Again... Wish me luck and I hope your day is great ♥




Some says pregnant woman should look for cute babies picyure over and over again so here I am... Awwwww those cheeky smile. 

Tuesday, 3 July 2018

I shall resume my writing !

Morning peeps..

So I have recently received a super touchy and inspiring email and it made me revive.

Yesssss I shall resume my writing project.

So...by next entries I might as well write about pilot journey so get ready.

For the time being... if you have any enquiries do email me.
I am not yet a pilot but my spirit and ambition has brought me this far.

Alhamdulillah.



Lets fight for our dream. Whatever it is.

Saturday, 12 May 2018

Carbonara ♥

Salam alayk♥

Lately I crave for carbonara so so so so much...nyummmm.
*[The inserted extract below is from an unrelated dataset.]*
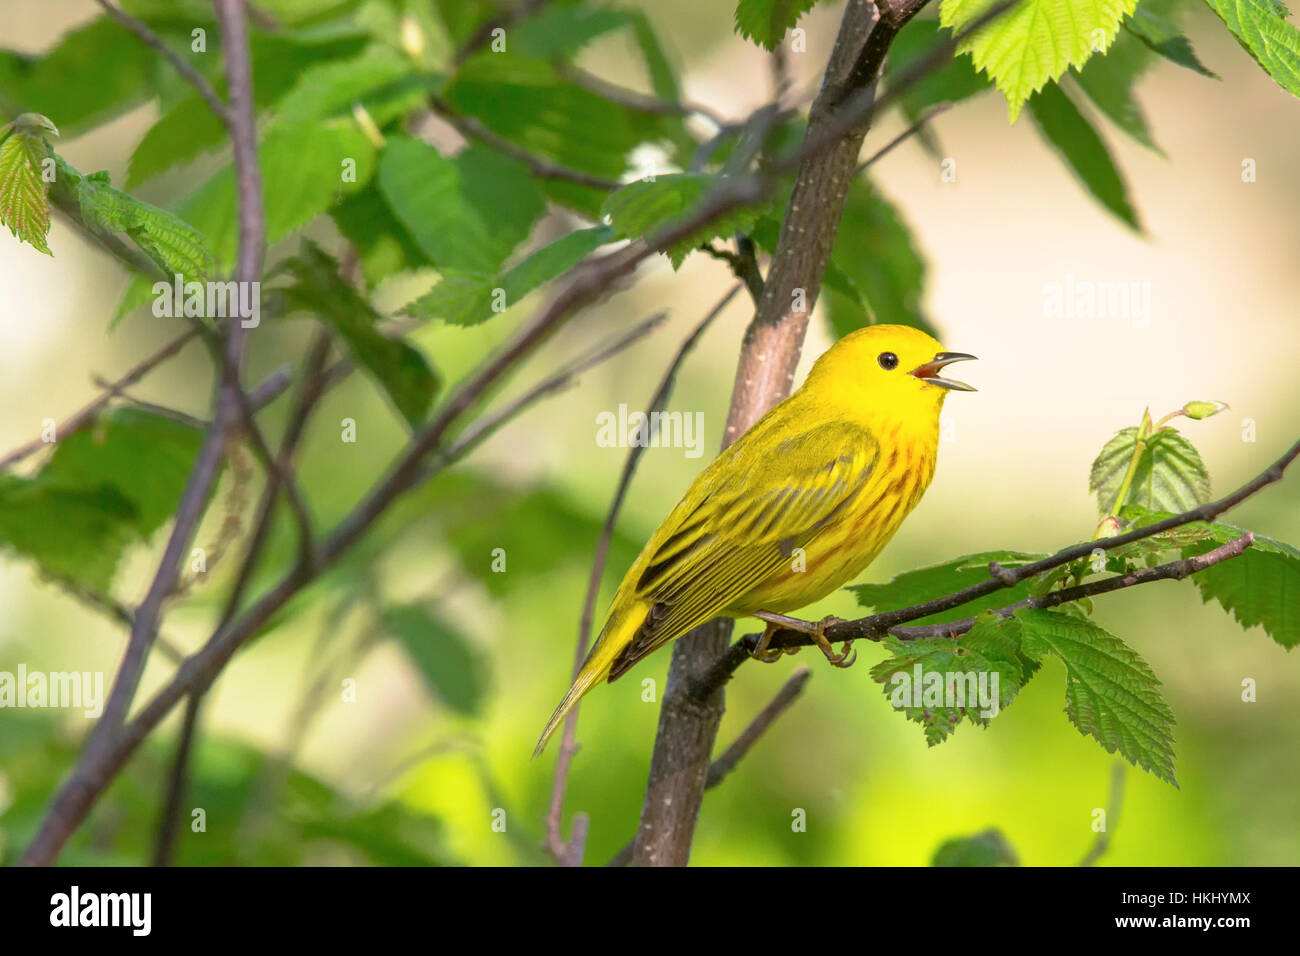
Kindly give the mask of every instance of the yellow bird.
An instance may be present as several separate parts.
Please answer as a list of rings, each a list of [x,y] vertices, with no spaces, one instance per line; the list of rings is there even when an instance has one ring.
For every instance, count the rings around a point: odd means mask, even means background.
[[[600,680],[715,617],[767,620],[755,654],[774,659],[767,638],[790,626],[783,612],[861,574],[921,500],[943,400],[975,391],[939,373],[974,357],[902,325],[858,329],[831,346],[802,388],[700,472],[651,536],[533,756]],[[846,667],[847,645],[836,654],[823,633],[832,620],[810,633]]]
Dunno why it feels like sudden craving but naaah my tummy always have that crave. lol

I wonder when I got pregnant what kind of act I will do....lol. Poor husband.




The pictures included above is the carbonara I did back then ( last year Ramadhan ) and I remember putting an egg as well to thicken the gravy.

It was so yummmyyy....and I ate with malay style which is adding sambal cili kicap ( the one for bihoon soup ) and it was very yummy.

How to say muak in english?

But adding sambal kicap is making the journey of eating become less muak. ahaha...you know sometimes carbonara with taste of milk, cream and mushroom can be a bit muak.


How to say muak? aihhhh...


So....what type of spagethi you guys like to eat?